Oil Markets and Currencies
David Kotok, over at the
Big Picture:
Today we focused on an issue involving currencies and the current status of oil markets. The issue derives from the fact that oil producers tend to allocate their reserves against an index or other proportion, and plan accordingly in the deployment of their reserves. Since the producers are mostly Middle Eastern or North African, those reserves tend to have some political bias. In some cases, it is against the dollar and in favor of other currencies and assets. The same thing happens with Asian reserves, which tend to lean in favor of the dollar in greater proportion. The difference between the two creates an interrelationship among currencies, their exchange rates, and various levels of economic activity and price change throughout the world.
Picture the condition of a sovereign-wealth-fund manager in the Persian Gulf. The price of oil goes up by 30 dollars a barrel, and in come unexpected additional billions of dollars. On receipt, they raise the allocation of US dollars beyond the typical benchmark index. The portfolio manager then has to sell some of the dollars and redeploy them into another currency, such as the euro, yen, pound, or others. The effect of the sale is to weaken the dollar and strengthen the euro; but because commodity prices are all priced in dollars, the secondary effect raises commodity prices of other items like industrial metals, precious metals, or food.

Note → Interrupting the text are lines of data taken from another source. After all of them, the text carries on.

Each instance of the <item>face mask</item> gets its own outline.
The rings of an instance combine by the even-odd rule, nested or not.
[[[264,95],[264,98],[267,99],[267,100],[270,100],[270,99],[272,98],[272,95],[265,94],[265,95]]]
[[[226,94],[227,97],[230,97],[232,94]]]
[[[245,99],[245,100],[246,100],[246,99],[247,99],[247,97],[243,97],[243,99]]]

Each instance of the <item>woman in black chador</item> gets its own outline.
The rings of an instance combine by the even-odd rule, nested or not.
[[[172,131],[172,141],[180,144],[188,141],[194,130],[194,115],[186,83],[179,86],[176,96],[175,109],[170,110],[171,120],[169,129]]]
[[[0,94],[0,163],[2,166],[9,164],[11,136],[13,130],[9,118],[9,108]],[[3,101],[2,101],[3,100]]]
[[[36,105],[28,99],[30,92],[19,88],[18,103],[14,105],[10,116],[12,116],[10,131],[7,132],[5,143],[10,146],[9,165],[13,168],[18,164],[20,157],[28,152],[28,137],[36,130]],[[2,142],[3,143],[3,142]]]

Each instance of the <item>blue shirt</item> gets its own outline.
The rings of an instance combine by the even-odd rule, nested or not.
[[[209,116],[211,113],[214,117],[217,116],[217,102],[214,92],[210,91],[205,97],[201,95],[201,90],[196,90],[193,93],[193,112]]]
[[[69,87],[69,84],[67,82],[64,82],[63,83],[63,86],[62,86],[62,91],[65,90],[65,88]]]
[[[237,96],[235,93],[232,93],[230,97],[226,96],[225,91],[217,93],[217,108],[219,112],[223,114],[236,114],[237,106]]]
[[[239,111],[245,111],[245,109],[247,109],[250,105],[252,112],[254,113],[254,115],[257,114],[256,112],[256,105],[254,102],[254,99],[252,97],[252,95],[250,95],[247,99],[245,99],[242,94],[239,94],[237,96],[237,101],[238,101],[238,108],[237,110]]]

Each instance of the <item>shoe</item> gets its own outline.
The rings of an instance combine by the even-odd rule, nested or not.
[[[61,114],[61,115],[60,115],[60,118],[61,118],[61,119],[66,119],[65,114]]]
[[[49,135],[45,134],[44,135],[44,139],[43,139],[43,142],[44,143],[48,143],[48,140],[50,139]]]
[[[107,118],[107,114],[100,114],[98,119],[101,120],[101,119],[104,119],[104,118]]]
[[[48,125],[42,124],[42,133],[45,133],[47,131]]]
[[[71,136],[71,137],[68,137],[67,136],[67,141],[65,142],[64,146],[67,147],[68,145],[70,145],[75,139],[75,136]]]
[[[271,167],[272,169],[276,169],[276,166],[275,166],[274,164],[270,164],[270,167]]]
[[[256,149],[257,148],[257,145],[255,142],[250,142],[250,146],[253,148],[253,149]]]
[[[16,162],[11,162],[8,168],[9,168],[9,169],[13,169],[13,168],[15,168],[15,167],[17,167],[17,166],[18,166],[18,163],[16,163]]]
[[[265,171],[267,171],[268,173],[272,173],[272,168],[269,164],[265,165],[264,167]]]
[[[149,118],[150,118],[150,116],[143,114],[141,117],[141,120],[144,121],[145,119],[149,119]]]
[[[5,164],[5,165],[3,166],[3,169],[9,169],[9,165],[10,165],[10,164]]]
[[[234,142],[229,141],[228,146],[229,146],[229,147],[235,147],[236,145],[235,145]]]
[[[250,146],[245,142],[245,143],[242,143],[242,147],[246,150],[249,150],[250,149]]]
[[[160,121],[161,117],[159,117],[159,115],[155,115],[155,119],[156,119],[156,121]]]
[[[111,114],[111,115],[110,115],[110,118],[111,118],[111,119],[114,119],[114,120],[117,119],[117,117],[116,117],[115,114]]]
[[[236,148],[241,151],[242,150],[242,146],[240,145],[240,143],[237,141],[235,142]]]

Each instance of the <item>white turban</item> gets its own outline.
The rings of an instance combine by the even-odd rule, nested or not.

Market participants then see the weakening dollar, the rising price of oil in USD terms, and the rising price of commodities in USD terms, and the cycle intensifies. Does this mean inflation in the general price level? What is the transmission mechanism that takes a food price or gasoline price and converts it to a rising level of all prices, or most prices, or more than half of all prices? Here is where the concept gets difficult.
In Europe, the authorities of the European Central Bank incorporate food and energy into their inflation measures. In the United States we do not; we use something called core inflation. We determine that food and energy prices are the result of shocks that are beyond the control of the Federal Reserve and, therefore, are not reflective of central bank policy. The European Central Bank sees it quite differently.
The ECB has raised its policy interest rate. It is worrying about inflation, looking at the energy price shock, and watching the price of Brent crude. It is seeing the rising prices of food, and tolerating the risks of sovereign debt restructuring, other sovereign debt issues, a banking system that still needs repair, and possible economic weakness in some regions.
The Federal Reserve, led by Chairman Bernanke, Vice-Chairman Yellen, and NY Fed President Dudley, has staked out a different position. They are looking at core inflation. They are worried about the large negative output gap reflected in the high unemployment rate, and they are leaving policy interest rates at present levels. Such are the differences between the two central banks.